Today is a historic day – and I’m not referring to the fact that my birthday is today!

Israel had finally adopted the anti-spam act, where companies are no longer allowed to send you spam email, unless you had specifically granted them the permission to do so. While the act in itself isn’t a new one in the world, it is surely a turning point in the Israeli market.

Over the course of the Internet’s existence in Israel, spam was more or less a given evil that all of us were required to endure. While initially is was more or less non-targeted, brute-force enabled spam, as the years progressed – it became more and more sophisticated and targeted. Unlike the US, where most ISP’s proud themselves by not allowing SPAM providers work with them – Israel went the exact way around.
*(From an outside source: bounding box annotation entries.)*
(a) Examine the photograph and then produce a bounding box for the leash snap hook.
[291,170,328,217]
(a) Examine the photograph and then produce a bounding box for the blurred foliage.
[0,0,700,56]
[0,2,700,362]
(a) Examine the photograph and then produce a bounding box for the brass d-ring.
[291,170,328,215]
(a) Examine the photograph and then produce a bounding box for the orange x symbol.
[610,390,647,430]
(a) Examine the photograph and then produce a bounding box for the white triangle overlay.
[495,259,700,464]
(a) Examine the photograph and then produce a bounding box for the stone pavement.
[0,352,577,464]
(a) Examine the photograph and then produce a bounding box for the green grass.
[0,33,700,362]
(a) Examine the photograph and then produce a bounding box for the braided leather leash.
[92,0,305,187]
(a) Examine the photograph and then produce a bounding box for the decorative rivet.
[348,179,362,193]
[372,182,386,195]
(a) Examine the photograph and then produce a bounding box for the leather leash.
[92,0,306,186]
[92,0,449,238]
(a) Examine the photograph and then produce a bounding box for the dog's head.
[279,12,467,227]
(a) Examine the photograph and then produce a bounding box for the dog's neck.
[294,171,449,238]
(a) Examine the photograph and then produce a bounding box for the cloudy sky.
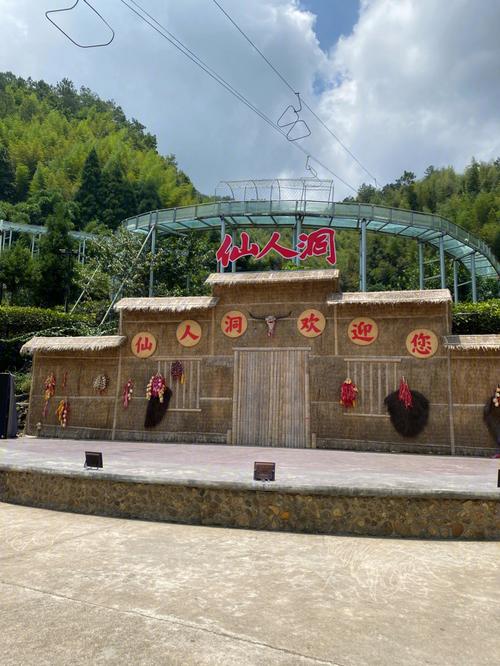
[0,0,500,198]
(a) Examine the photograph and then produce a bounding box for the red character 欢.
[300,312,321,333]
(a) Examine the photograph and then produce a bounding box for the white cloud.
[0,0,500,197]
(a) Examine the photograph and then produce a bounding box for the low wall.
[0,469,500,539]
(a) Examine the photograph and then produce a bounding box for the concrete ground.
[0,437,500,499]
[0,504,500,666]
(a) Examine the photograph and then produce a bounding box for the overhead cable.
[120,0,357,193]
[212,0,378,186]
[45,0,115,49]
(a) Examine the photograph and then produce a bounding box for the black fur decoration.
[483,398,500,451]
[144,386,172,428]
[384,391,429,437]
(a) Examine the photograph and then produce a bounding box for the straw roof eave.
[327,289,451,305]
[443,335,500,351]
[115,296,219,313]
[205,268,340,287]
[21,335,127,354]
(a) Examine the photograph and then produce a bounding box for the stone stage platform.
[0,437,500,539]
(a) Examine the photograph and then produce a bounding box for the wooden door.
[233,349,309,448]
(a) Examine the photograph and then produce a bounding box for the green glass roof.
[123,201,500,277]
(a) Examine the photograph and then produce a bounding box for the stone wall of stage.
[0,469,500,540]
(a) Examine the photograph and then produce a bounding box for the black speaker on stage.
[0,372,17,439]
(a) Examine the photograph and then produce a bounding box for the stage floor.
[0,437,500,499]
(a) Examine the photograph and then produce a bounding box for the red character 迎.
[351,321,375,342]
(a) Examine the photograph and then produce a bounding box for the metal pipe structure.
[439,236,446,289]
[148,211,158,297]
[359,218,366,291]
[470,252,477,303]
[418,241,425,289]
[453,260,458,303]
[217,217,226,273]
[99,227,154,328]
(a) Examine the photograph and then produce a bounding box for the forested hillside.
[0,73,500,314]
[0,73,198,229]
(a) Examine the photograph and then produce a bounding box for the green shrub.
[0,306,93,372]
[453,298,500,335]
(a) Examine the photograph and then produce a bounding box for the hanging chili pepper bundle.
[491,384,500,407]
[122,379,134,409]
[398,377,413,409]
[483,384,500,458]
[43,372,56,418]
[170,361,186,384]
[56,400,70,428]
[144,373,172,428]
[146,372,167,402]
[93,375,109,395]
[340,377,358,409]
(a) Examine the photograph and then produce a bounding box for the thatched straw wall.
[27,271,500,453]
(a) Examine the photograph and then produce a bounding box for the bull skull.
[250,312,292,338]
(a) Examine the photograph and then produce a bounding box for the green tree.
[35,204,74,307]
[0,242,33,305]
[0,144,16,201]
[101,161,137,229]
[75,148,103,229]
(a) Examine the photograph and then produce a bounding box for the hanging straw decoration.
[483,384,500,458]
[92,375,109,395]
[340,377,358,409]
[122,379,134,409]
[398,377,413,409]
[144,373,172,428]
[170,361,186,384]
[42,372,56,418]
[384,377,429,437]
[56,399,70,428]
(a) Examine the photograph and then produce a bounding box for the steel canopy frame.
[122,200,500,297]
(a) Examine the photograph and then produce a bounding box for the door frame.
[231,346,312,449]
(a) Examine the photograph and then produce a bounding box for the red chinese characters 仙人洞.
[216,227,336,268]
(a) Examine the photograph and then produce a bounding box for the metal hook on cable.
[306,155,318,180]
[45,0,115,49]
[276,93,311,141]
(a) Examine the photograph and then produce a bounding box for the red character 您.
[297,227,337,266]
[410,333,432,356]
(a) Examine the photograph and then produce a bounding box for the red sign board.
[216,227,337,268]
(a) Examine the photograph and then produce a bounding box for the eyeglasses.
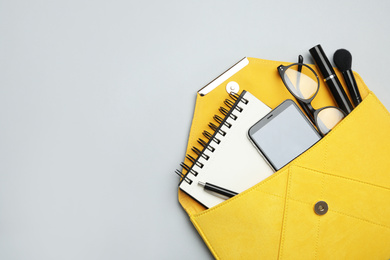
[278,56,346,135]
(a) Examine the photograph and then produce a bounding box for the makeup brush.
[333,49,362,107]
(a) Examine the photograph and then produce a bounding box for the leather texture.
[179,58,390,259]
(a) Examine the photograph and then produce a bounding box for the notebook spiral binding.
[175,90,249,185]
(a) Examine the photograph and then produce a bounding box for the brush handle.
[343,69,362,107]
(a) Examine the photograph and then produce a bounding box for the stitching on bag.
[278,167,292,259]
[294,165,390,191]
[259,190,286,199]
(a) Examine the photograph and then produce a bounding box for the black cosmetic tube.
[309,44,353,114]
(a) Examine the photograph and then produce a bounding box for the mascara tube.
[309,44,353,114]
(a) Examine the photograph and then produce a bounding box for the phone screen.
[249,100,321,170]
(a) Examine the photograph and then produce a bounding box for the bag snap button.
[314,201,328,216]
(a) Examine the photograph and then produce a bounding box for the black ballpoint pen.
[198,181,238,198]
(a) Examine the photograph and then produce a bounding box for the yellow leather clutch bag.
[179,58,390,259]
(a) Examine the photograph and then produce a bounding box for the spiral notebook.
[176,90,273,208]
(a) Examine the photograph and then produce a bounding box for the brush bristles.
[333,49,352,72]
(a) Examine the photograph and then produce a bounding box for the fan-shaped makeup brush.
[333,49,362,106]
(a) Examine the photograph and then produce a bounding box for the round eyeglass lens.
[317,107,344,134]
[284,65,318,99]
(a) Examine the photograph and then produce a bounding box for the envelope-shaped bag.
[179,58,390,259]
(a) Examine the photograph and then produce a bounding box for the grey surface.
[0,0,390,260]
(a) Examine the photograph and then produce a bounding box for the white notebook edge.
[179,91,273,208]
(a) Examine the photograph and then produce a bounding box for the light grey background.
[0,0,390,260]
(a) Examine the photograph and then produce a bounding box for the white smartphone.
[248,99,321,171]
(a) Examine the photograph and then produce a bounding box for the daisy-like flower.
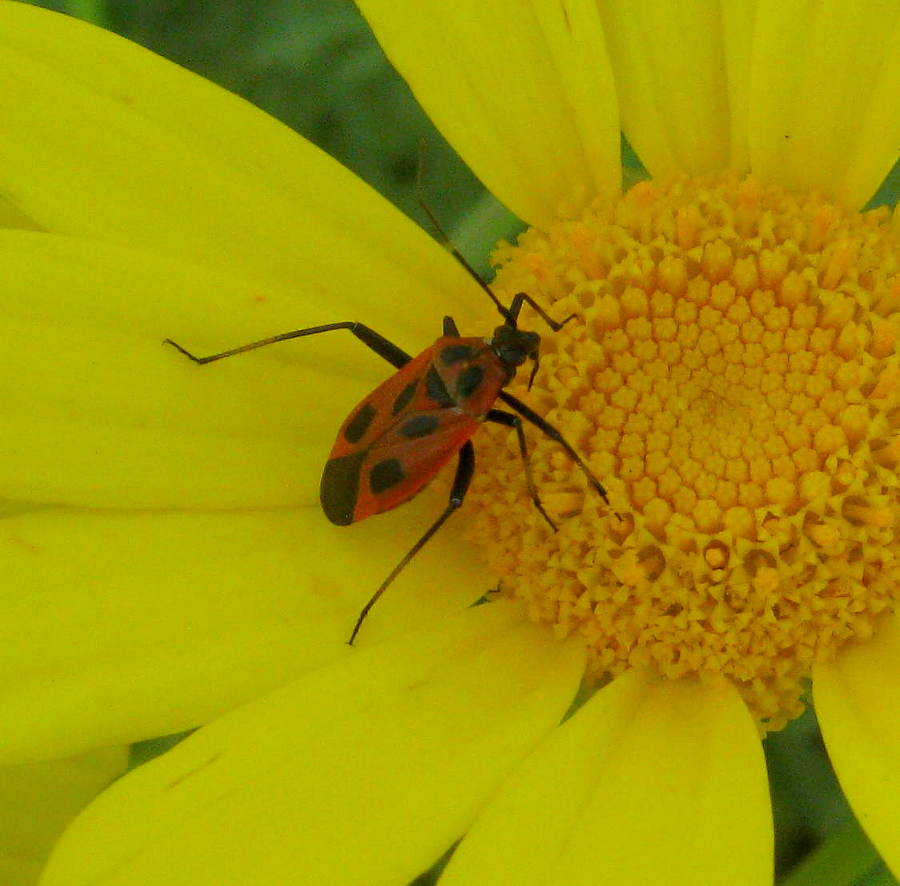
[0,0,900,886]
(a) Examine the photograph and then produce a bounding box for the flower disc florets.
[471,177,900,731]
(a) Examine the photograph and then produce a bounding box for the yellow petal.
[750,0,900,209]
[358,0,621,225]
[600,0,742,177]
[0,3,481,322]
[0,499,488,763]
[813,617,900,876]
[0,232,482,507]
[0,747,128,886]
[42,604,584,886]
[441,671,772,886]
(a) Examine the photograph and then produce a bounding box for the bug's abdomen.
[320,408,480,526]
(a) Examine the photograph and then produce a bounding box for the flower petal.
[599,0,742,177]
[0,500,487,763]
[43,604,584,886]
[441,671,773,886]
[813,616,900,875]
[750,0,900,209]
[0,3,480,322]
[358,0,621,225]
[0,747,128,886]
[0,232,472,507]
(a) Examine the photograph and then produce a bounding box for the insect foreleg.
[163,320,412,369]
[347,441,475,646]
[500,391,609,505]
[484,409,558,532]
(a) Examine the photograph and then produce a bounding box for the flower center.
[470,176,900,732]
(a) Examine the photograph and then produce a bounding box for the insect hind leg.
[347,441,475,646]
[500,391,621,506]
[485,409,559,532]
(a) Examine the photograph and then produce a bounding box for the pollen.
[469,176,900,733]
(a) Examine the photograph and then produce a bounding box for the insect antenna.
[416,139,516,329]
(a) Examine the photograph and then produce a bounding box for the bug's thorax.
[433,336,515,418]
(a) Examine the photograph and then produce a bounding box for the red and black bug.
[165,260,609,644]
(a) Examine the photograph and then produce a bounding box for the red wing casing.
[320,348,480,526]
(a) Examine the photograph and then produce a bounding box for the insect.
[164,260,609,645]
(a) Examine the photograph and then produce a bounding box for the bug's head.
[491,323,541,388]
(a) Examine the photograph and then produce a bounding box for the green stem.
[779,821,897,886]
[66,0,109,28]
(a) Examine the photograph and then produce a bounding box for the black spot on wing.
[456,365,484,400]
[399,415,441,440]
[391,378,419,415]
[344,403,377,443]
[369,458,406,495]
[439,345,472,366]
[425,366,456,407]
[319,450,367,526]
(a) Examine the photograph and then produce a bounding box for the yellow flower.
[0,0,900,886]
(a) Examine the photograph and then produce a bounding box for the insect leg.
[163,320,412,369]
[484,409,558,532]
[500,391,609,505]
[509,292,576,332]
[347,441,475,646]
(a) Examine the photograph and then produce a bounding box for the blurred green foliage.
[17,0,900,886]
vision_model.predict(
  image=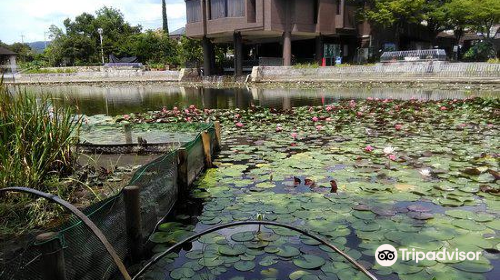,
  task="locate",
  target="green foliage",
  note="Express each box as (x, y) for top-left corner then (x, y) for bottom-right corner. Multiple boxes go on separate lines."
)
(293, 63), (319, 69)
(0, 81), (81, 236)
(45, 7), (199, 68)
(463, 41), (496, 62)
(118, 30), (179, 65)
(364, 0), (425, 27)
(161, 0), (169, 35)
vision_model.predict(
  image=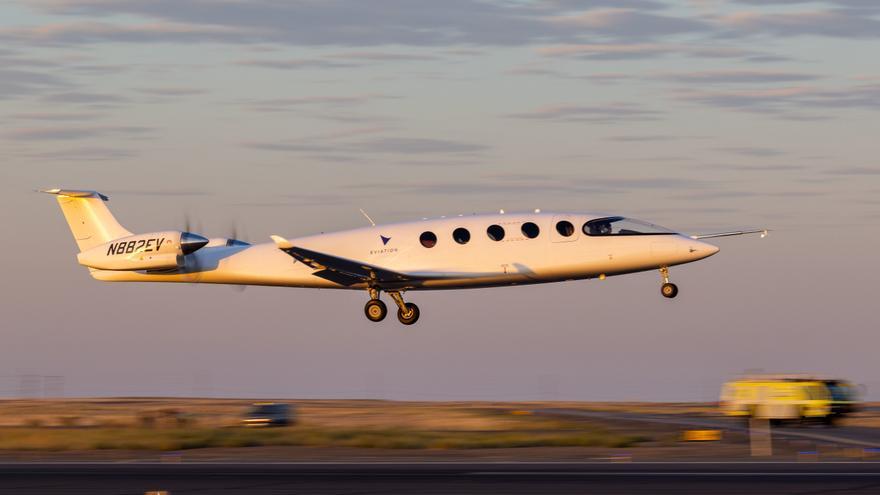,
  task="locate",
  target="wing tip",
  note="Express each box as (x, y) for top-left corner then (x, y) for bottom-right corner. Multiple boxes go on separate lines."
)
(269, 234), (293, 249)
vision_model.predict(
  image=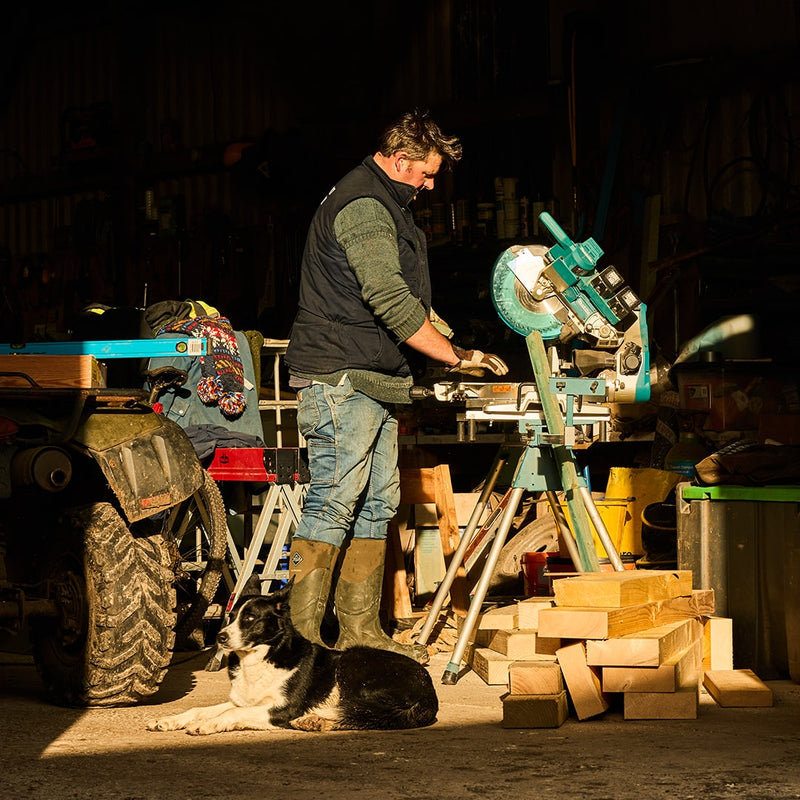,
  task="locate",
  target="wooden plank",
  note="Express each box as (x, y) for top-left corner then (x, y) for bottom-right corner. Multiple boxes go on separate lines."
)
(508, 661), (564, 695)
(539, 590), (713, 639)
(382, 519), (414, 619)
(475, 603), (519, 631)
(586, 619), (702, 667)
(602, 640), (703, 692)
(0, 355), (106, 389)
(517, 597), (554, 630)
(470, 646), (514, 686)
(623, 686), (699, 719)
(553, 570), (692, 608)
(703, 669), (772, 708)
(556, 642), (610, 719)
(488, 630), (561, 660)
(501, 691), (569, 728)
(703, 617), (733, 670)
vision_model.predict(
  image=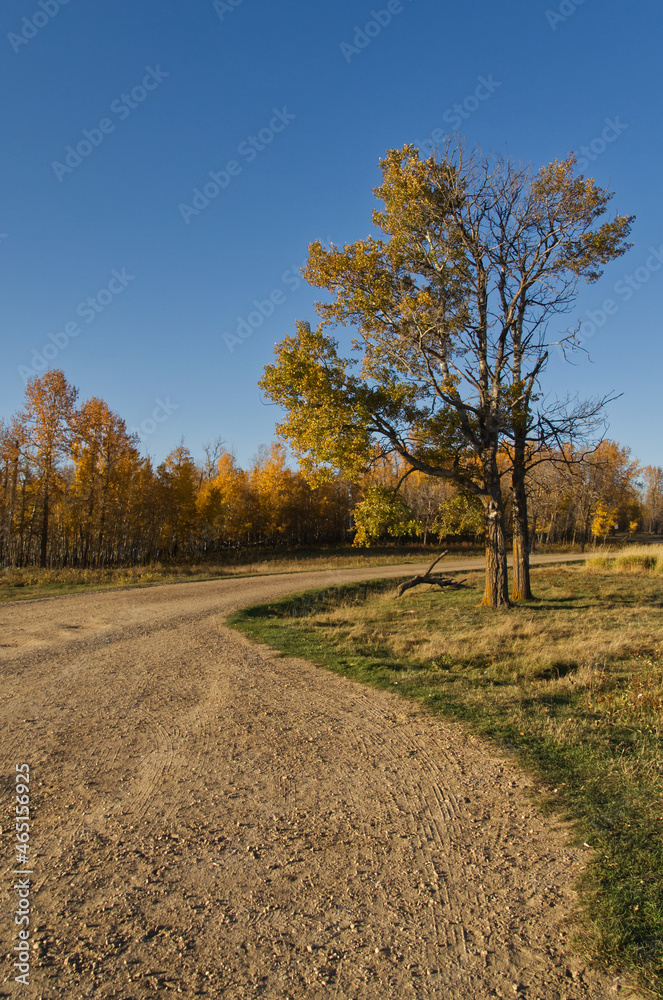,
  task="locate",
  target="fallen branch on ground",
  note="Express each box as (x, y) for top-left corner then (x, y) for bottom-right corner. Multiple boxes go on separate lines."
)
(396, 550), (465, 598)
I can easily recall a period of time I was working at one of Israel’s ISP’s, which was using a SUN Solaris based mail system. One of the customers wanted to utilize that system to send hundreds of thousands of emails to people, however, the system wasn’t able to carry the load. I was recruited to the task under the false pretence that the company (the ISP) needed additional mail-relays. I remember building one of the biggest mail relays I’ve even seen (well, at least in 1999) – a cluster of 6 Linux servers running Qmail. I later on learned that my highly evolved MX relay environment was actually re-configured to allow open relaying from specific IP numbers, thus, allowing spammers to spam from that specific ISP at ease. In addition, later on, the same ISP went on selling its email lists to spam databases as “verified email lists”, charging almost a dollar per email (over 50,000 subscribers in the list).

Over the course of the past 3 weeks, I’ve been getting emails from various emails I’ve been trying to get off from, asking me to confirm my membership with the list. I hadn’t confirmed these, simply waiting and lurking for the first spam message that comes in from one of these lists – and immediately following with a complaint to receive my 1000 Shekels for receiving their unsolicited spam.

So, in my book, December 1st 2008 is a day to remember and honor – and I will surely do so for the years to come (at least until some government ass-hole comes along and negates the act that is).